Majelis mempertanyakan legal standing para pemohon karena belum menguraikan kerugian konstitusional.

Oleh:
ASH
Bacaan 2 Menit
Syarat Usia Advokat Dipersoalkan ke MK
Hukumonline
Tak atur syarat usia maksimal bagi profesi advokat, dua advokat muda mempersoalkan Pasal 3 ayat (1) huruf d UU No. 18 Tahun 2003 tentang Advokat ke MK terkait syarat usia advokat. Adalah Muhammad Sholeh dan Ruli Nugroho yang merasa dirugikan atas berlakunya pasal itu karena ketentuan tersebut tidak menyebut usia maksimal bagi calon advokat.

“Akibat dari aturan itu, banyak para pensiunan polisi, jaksa, atau hakim pun ikut mendaftar dan menjadi advokat.
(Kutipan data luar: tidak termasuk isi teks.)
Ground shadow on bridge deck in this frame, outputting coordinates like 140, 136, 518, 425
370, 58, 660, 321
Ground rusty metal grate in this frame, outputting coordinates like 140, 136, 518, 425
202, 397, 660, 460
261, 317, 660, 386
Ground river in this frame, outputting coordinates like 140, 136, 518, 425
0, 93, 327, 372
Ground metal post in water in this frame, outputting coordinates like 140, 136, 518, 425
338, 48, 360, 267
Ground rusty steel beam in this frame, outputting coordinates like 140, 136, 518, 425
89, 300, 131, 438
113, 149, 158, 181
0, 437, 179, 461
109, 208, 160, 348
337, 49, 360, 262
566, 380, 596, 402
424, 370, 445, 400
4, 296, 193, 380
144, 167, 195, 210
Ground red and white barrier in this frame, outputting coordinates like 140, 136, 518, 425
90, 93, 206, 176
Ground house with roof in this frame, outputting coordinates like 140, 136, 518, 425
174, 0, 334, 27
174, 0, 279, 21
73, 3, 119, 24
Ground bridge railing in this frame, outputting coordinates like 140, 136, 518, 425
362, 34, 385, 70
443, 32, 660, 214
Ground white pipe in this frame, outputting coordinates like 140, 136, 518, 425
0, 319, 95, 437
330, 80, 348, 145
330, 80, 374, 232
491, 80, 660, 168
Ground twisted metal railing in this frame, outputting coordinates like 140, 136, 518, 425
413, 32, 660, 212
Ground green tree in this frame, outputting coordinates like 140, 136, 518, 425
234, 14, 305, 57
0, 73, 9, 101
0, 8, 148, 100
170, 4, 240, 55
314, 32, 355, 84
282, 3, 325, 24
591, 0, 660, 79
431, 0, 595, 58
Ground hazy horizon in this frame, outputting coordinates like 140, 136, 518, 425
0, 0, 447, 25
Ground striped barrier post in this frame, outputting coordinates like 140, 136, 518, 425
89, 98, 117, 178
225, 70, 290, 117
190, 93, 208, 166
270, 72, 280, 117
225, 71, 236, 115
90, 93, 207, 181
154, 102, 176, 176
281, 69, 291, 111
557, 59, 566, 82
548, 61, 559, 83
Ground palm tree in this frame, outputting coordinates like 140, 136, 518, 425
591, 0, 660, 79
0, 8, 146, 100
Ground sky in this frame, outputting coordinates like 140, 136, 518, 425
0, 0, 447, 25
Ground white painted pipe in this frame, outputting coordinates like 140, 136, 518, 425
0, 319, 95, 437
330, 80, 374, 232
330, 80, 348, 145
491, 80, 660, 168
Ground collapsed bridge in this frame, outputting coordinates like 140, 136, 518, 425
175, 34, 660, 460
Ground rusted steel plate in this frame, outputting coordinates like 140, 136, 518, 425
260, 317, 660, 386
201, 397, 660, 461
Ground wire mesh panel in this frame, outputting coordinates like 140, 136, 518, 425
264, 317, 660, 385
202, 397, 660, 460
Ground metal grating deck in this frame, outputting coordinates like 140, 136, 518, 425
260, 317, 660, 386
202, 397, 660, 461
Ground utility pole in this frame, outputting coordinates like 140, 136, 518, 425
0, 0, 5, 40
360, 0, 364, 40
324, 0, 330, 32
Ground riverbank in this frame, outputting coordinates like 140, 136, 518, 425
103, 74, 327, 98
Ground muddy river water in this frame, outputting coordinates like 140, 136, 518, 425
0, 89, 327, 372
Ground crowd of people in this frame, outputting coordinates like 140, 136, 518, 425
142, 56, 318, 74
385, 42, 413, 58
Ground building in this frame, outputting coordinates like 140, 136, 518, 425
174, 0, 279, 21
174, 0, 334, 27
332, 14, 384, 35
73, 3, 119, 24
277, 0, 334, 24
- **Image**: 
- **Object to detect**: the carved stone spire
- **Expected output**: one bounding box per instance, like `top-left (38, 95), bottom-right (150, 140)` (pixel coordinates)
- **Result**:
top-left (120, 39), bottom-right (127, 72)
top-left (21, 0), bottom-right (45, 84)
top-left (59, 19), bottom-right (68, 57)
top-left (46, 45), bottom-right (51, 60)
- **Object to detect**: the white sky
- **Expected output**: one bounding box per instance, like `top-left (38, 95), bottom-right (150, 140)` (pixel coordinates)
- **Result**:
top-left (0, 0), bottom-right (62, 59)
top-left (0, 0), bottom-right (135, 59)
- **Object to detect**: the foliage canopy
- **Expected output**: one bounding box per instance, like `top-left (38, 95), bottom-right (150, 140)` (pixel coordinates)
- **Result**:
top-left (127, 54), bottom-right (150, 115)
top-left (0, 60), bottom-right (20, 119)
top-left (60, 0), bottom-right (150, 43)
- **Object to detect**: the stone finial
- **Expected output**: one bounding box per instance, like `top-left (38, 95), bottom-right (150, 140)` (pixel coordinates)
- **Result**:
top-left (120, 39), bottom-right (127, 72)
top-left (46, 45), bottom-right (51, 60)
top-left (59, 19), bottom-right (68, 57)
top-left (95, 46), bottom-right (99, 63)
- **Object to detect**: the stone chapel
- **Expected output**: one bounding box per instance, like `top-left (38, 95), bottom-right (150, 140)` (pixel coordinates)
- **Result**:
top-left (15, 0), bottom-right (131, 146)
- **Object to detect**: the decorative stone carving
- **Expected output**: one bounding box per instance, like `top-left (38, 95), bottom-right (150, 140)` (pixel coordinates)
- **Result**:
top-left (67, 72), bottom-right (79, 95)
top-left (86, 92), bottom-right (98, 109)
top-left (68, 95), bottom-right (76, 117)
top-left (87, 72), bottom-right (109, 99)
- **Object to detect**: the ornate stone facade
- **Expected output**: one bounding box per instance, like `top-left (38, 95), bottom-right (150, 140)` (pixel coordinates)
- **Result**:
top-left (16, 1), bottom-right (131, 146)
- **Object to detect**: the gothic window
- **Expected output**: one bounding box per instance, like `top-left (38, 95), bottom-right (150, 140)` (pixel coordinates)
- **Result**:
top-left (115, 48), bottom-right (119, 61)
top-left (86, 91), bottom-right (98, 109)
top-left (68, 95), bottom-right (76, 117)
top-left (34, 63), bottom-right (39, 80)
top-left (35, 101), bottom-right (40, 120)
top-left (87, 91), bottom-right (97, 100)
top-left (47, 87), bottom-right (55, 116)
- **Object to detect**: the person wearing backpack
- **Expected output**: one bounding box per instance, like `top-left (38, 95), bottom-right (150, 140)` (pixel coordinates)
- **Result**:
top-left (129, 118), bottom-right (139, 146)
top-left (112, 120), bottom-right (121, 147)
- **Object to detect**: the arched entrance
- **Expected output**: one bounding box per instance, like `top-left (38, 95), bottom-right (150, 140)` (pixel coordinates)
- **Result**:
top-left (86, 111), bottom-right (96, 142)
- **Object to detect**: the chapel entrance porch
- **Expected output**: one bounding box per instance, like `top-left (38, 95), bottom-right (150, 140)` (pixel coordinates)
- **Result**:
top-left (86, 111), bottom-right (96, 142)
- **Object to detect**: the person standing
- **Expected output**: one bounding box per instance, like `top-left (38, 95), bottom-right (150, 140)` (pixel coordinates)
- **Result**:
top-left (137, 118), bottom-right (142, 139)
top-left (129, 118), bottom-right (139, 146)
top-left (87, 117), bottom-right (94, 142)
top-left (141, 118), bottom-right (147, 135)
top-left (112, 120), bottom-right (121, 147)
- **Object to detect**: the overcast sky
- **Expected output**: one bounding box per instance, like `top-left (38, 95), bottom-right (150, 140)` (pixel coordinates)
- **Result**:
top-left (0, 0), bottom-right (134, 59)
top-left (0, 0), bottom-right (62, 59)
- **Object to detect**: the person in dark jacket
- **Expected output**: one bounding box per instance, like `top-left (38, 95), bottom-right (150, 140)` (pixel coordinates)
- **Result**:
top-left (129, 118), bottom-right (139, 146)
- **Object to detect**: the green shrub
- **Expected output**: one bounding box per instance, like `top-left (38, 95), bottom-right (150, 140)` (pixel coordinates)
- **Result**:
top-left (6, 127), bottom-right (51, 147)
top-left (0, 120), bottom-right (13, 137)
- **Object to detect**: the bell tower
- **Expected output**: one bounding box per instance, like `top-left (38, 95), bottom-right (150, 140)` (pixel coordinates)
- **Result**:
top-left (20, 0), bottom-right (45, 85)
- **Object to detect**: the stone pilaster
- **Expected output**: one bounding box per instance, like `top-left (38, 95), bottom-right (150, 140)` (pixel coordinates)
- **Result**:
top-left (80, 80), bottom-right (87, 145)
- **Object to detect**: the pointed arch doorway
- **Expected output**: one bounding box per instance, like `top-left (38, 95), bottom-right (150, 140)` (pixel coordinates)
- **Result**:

Padahal, ” ujar Muhammad Sholeh dalam sidang perdana yang diketuai Aswanto di ruang sidang Mahkamah Konstitusi (MK), Selasa (04/8). Aswanto didampingi Maria Farida Indrati dan Manahan MP Sitompul.

Pasal 3 ayat (1) huruf d berbunyi “Untuk dapat diangkat menjadi advokat harus memenuhi persyaratan  sebagai berikut : (d) berusia sekurang-kurangnya 25 (dua puluh lima) tahun.”

Sholeh mengungkapkan UU Advokat sama sekali tidak mengatur syarat usia maksimal bagi advokat. Hal ini berbeda dengan batas usia maksimal bagi profesi lain, seperti polisi, jaksa, hakim.

“Dalam UU Kepolisian, UU Kejaksaan, dan UU Kekuasaan Kehakiman mengatur batas usia minimal dan maksimal bagi polisi, jaksa, hakim. Kenapa advokat tidak ada? Idealnya, advokat juga harus ada batas usia pensiun.”

Selain itu, Pasal 3 ayat (1) huruf d UU Advokat membuka peluang para advokat yang pensiunan polisi, jaksa, dan hakim potensial melakukan korupsi, kolusi, dan nepotisme dalam menegakkan hukum. Soalnya, harus diakui mereka masih memiliki conflict of interest dengan jajarannya. Ketika mereka menjadi advokat, mau tidak mau hubungan yang lama itu akan menjadikan posisi advokat tidak independen lagi.

“Berbeda dengan kita yang sejak awal yang usia 25 tahun merangkak mulai bawah akan  mengedepankan profesionalitas. Faktanya, banyak pensiunan jenderal itu hanya papan nama. Kita tidak pernah melihat mereka itu beracara di persidangan,” lanjutnya.  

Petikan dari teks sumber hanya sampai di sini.